Passem bem (ou mal, em vista desse tipo de notícia) o resto do fim de semana.
Paulo Roberto de Almeida
“Ah, é pro governo, joga o valor pra três, tudo vezes três”
Folha de S.Paulo, 13/08/2011
Conversas telefônicas interceptadas na Operação Voucher da Polícia Federal mostram investigados falando sobre como superfaturar e até falsificar documentos em licitações com o governo. Nas conversas, os suspeitos de integrar o esquema chegam a afirmar que “quando o dinheiro é público não pesa no bolso” e apontam Brasília como um paraíso para obtenção de facilidades: “Mandou para Brasília, ficou fácil”, diz uma investigada. Na terça, a PF prendeu 36 suspeitos de desviar recursos do Ministério do Turismo em convênios com ONGs -entre servidores e empresários que faziam negócios com a pasta. Em conversa gravada com autorização judicial, em 21 de junho de 2011, o empresário Humberto Silva Gomes diz que no Brasil “o governo paga e quer que você apenas gaste direitinho, ele não quer um retorno”. Ele é sócio da Barbalho Reis, uma das empresas suspeitas de integrar o esquema, e está foragido.

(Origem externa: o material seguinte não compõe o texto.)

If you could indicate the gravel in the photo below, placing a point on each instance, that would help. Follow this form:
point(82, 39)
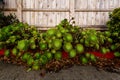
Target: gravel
point(14, 72)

“Quando é dinheiro público, não pesa no seu bolso. Aí você joga pro alto mesmo, até porque se você não jogar você vai perder logo de cara, porque todo mundo vai jogar. Criou essa ideia aqui: “Ah, é pro governo, joga o valor pra três, tudo vezes três’”, diz Humberto: “Superfaturamento sempre existe”. Em outro diálogo, de 26 de maio, Sandro Saad, diretor financeiro da ONG Ibrasi, conversa com um empresário sobre um edital da Prefeitura de São Vicente (SP) que nem sequer tinha sido lançado. No áudio, Sandro pergunta se eles vão “falsificar os outros [concorrentes] ou tentar compor o jogo” e diz que “o pessoal lá de dentro” quer que ele pegue a licitação. Em outra escuta, os diretores do Ibrasi, Maria Helena Necchi e Luiz Gustavo Machado, falam sobre como vão adulterar papéis do convênio no Amapá para simular comprovação de despesas que não teriam sido realizadas.